Arthur F. shares what it was like working as an infusion nurse with VNSNY in the early days of the AIDS crisis:
“NYC was the center of the HIV/AIDS pandemic. There were an enormous number of cases, more than anywhere else in the country. At first, it was very anxiety-producing. There was so much uncertainty.
“As a community health nurse, you see things first. The recent Ebola situation sounded so familiar to me—you have people showing up in the community who are very sick, there’s strong contagion, and in the beginning no one is quite sure what’s going. The question becomes, ‘how is this going to be treated?’ Back then, we were getting these very sick people who required a tremendous amount of time and care, but we really didn’t know what we were dealing with or how to treat it. In addition to seeing so many very complex medical cases, we also had to educate people that had contact with patients, like pharmacy delivery people and landlords or supers. For a few years, it was like a combat zone.
“VNSNY was a huge part of the fight. The agency helped to create some major, major changes with the healthcare support systems at the time by working with Medicaid, the Department of Health, and different vendors to provide the supports required to keep patients at home—basically, creating a whole new system to care for this population at home.
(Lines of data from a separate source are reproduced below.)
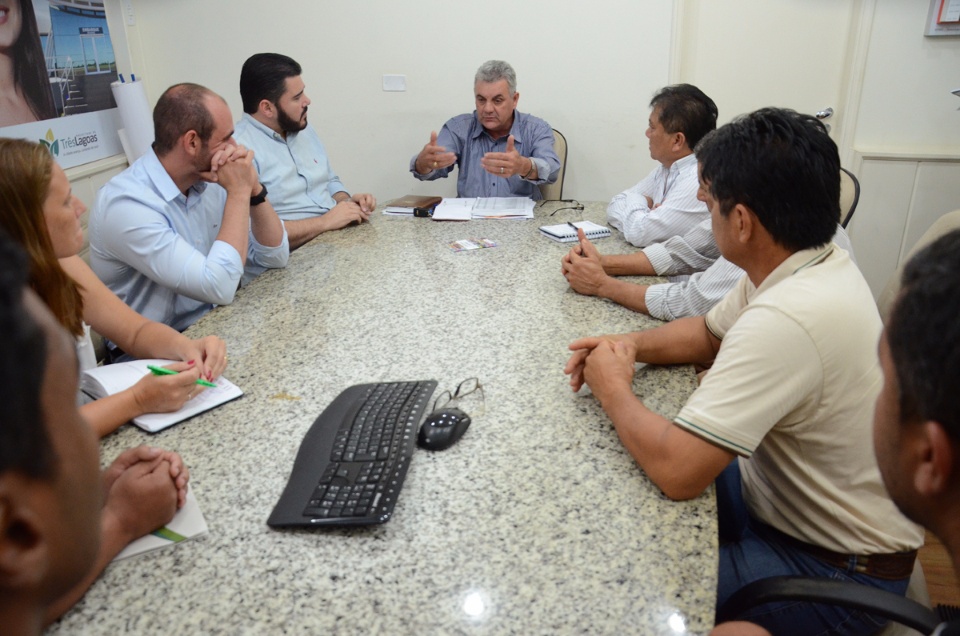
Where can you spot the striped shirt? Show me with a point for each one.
(676, 208)
(697, 294)
(466, 137)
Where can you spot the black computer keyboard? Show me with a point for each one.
(353, 460)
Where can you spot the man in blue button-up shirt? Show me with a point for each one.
(173, 234)
(501, 152)
(290, 158)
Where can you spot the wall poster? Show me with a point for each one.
(56, 66)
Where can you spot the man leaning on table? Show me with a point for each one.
(791, 389)
(290, 158)
(699, 277)
(665, 203)
(174, 234)
(500, 151)
(916, 423)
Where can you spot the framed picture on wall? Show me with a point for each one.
(943, 18)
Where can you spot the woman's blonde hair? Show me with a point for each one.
(26, 169)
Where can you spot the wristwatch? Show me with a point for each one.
(260, 198)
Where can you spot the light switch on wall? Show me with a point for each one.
(395, 82)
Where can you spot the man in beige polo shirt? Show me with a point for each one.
(791, 389)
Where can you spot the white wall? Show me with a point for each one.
(589, 69)
(905, 104)
(747, 54)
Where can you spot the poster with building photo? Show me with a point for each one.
(56, 66)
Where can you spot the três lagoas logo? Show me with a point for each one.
(51, 143)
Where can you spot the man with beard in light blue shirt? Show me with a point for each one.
(290, 158)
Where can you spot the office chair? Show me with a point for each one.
(554, 191)
(905, 613)
(946, 223)
(849, 196)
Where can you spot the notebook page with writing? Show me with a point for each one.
(113, 378)
(563, 233)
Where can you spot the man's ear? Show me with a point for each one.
(936, 460)
(266, 108)
(744, 221)
(190, 142)
(679, 141)
(24, 554)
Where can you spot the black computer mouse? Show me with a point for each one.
(442, 429)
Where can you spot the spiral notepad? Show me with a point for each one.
(563, 233)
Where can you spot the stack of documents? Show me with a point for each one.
(484, 208)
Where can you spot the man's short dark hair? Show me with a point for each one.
(24, 442)
(264, 77)
(924, 335)
(784, 167)
(685, 108)
(180, 109)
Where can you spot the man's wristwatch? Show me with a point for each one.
(260, 198)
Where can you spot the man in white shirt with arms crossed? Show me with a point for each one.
(791, 388)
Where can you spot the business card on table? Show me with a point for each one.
(471, 244)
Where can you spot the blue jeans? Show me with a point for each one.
(751, 550)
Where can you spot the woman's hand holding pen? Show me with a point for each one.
(167, 393)
(210, 355)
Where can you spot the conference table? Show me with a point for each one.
(536, 521)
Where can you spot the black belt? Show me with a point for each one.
(892, 566)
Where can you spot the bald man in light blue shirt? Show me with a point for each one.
(290, 158)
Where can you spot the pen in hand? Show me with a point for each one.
(576, 231)
(162, 371)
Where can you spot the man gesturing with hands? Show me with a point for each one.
(500, 151)
(179, 230)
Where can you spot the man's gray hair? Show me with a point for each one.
(496, 70)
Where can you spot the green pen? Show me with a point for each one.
(162, 371)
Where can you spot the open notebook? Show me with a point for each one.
(565, 234)
(113, 378)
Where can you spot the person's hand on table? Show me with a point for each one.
(141, 498)
(433, 157)
(582, 348)
(582, 267)
(178, 471)
(210, 355)
(367, 202)
(167, 393)
(609, 368)
(508, 163)
(343, 214)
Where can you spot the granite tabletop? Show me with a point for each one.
(536, 522)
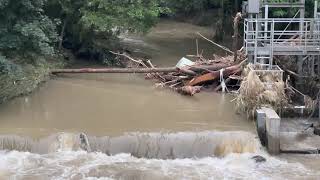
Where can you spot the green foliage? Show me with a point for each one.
(24, 28)
(7, 67)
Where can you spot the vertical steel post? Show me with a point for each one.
(266, 16)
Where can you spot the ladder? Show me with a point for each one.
(263, 47)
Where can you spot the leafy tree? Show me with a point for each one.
(25, 29)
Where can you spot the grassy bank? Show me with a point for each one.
(17, 79)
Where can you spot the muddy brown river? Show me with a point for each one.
(118, 126)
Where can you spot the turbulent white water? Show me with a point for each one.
(83, 165)
(231, 158)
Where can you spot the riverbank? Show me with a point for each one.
(20, 79)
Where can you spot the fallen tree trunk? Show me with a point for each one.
(215, 75)
(192, 69)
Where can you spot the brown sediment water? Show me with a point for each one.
(132, 130)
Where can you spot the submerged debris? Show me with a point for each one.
(261, 88)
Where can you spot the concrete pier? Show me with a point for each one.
(268, 124)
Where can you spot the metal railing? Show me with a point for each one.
(293, 36)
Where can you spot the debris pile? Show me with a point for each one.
(261, 88)
(190, 77)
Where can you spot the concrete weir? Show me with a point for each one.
(268, 126)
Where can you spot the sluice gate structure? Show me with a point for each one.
(267, 39)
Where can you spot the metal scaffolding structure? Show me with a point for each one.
(266, 37)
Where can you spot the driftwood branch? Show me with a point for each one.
(197, 69)
(218, 45)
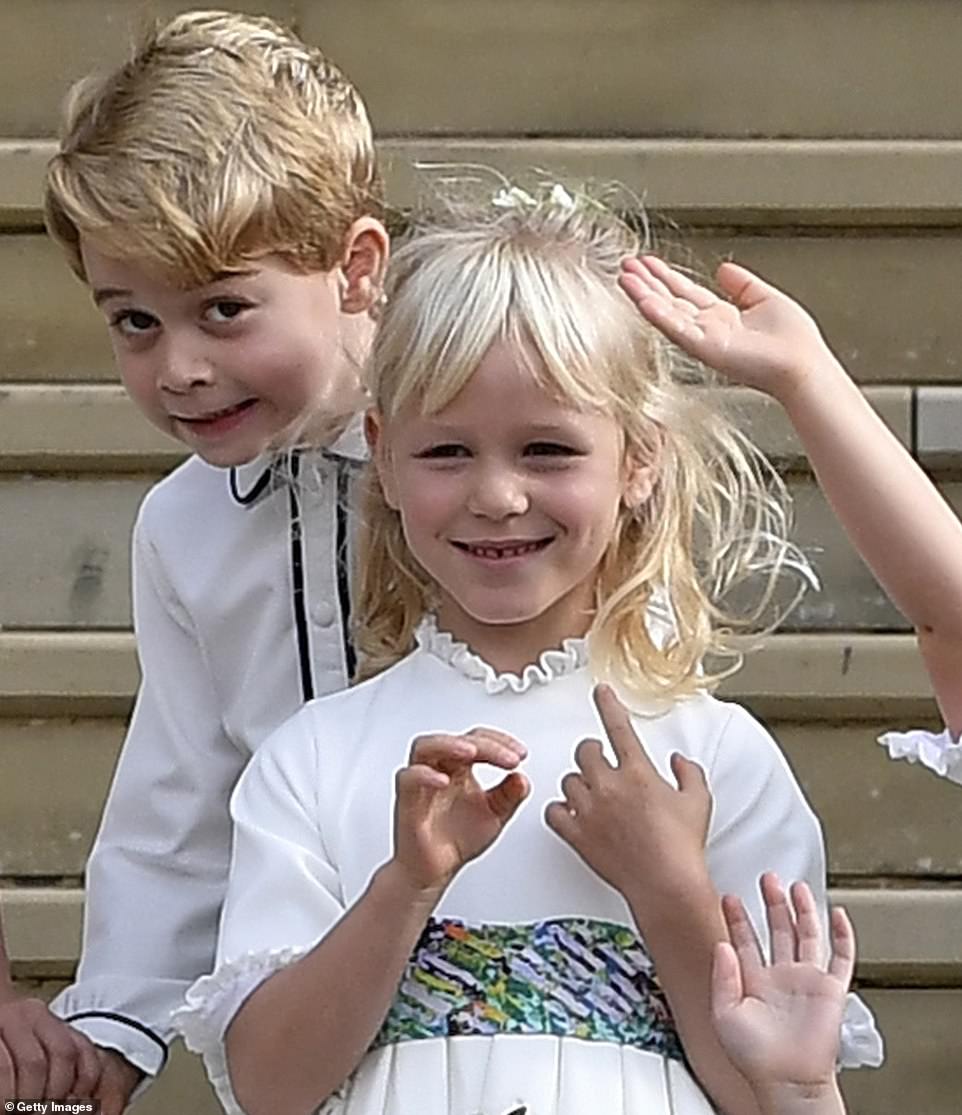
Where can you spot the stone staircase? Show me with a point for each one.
(818, 141)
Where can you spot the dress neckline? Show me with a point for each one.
(553, 663)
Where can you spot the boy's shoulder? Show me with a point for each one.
(192, 490)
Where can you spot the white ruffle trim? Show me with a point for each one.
(211, 1004)
(861, 1044)
(939, 753)
(553, 663)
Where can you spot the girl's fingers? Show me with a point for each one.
(507, 795)
(679, 285)
(575, 792)
(452, 754)
(780, 923)
(689, 775)
(807, 926)
(842, 963)
(624, 742)
(727, 990)
(742, 936)
(589, 755)
(744, 287)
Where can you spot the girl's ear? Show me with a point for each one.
(363, 264)
(380, 456)
(642, 469)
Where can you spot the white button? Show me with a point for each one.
(323, 613)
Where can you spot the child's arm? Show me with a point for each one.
(896, 519)
(659, 866)
(41, 1057)
(158, 869)
(779, 1021)
(304, 1029)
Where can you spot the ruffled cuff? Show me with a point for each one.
(861, 1043)
(212, 1002)
(939, 753)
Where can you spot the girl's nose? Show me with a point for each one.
(498, 495)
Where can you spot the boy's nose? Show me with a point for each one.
(181, 371)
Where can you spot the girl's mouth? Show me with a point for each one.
(219, 420)
(503, 551)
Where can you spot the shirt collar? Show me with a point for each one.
(254, 480)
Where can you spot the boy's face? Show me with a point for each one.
(234, 367)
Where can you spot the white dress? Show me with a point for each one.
(530, 987)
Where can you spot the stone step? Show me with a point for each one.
(561, 67)
(94, 428)
(854, 787)
(84, 580)
(730, 183)
(805, 677)
(886, 300)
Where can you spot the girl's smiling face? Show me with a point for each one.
(508, 500)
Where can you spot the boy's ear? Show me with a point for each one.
(380, 456)
(363, 264)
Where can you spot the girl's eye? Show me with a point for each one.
(133, 322)
(225, 309)
(446, 452)
(550, 449)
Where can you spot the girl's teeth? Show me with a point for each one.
(494, 552)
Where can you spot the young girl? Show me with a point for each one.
(894, 515)
(778, 1020)
(453, 885)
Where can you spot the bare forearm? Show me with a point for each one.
(896, 519)
(795, 1099)
(681, 942)
(307, 1028)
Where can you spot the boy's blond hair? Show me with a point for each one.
(223, 138)
(540, 273)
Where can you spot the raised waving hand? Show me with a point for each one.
(756, 336)
(779, 1020)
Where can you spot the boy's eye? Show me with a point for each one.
(445, 452)
(224, 309)
(133, 322)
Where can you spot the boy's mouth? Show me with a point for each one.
(503, 551)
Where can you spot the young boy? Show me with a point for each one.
(220, 196)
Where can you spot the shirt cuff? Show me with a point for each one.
(938, 752)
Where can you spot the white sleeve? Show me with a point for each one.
(283, 893)
(936, 752)
(157, 872)
(763, 822)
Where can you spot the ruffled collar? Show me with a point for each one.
(552, 663)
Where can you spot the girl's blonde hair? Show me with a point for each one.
(223, 137)
(538, 272)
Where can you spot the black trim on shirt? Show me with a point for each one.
(343, 560)
(299, 600)
(133, 1023)
(245, 498)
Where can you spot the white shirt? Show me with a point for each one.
(240, 612)
(581, 1026)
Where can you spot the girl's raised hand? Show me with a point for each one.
(632, 827)
(759, 337)
(443, 817)
(779, 1021)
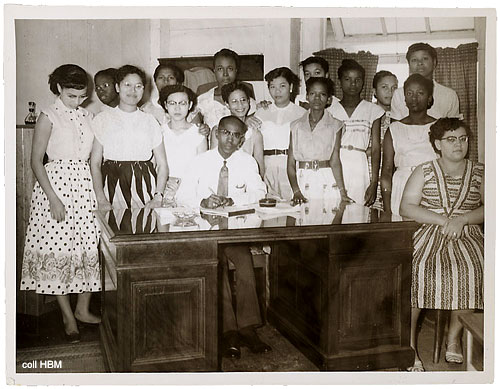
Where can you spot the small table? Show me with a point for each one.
(473, 340)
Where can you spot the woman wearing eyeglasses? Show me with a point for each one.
(406, 143)
(182, 139)
(127, 138)
(447, 196)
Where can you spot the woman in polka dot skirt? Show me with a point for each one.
(60, 254)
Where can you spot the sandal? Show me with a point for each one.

That’s when things started to stabilize.
“We were also the only agency with a program that provided support and guidelines for patients and nurses. It was called AIDS Project, and we could utilize this group to help map out what we needed to do to get physical, emotional, and educational supports. The AIDS Project enabled more support and allowed for more home health aide hours, more nursing visits.
“You hear about VNSNY on the front lines 24/7 and about the history and the different public health programs. This was my first experience as part of an organization that provided such a high level of care at such a crucial time. It was amazing and it made me very proud to be part of it.”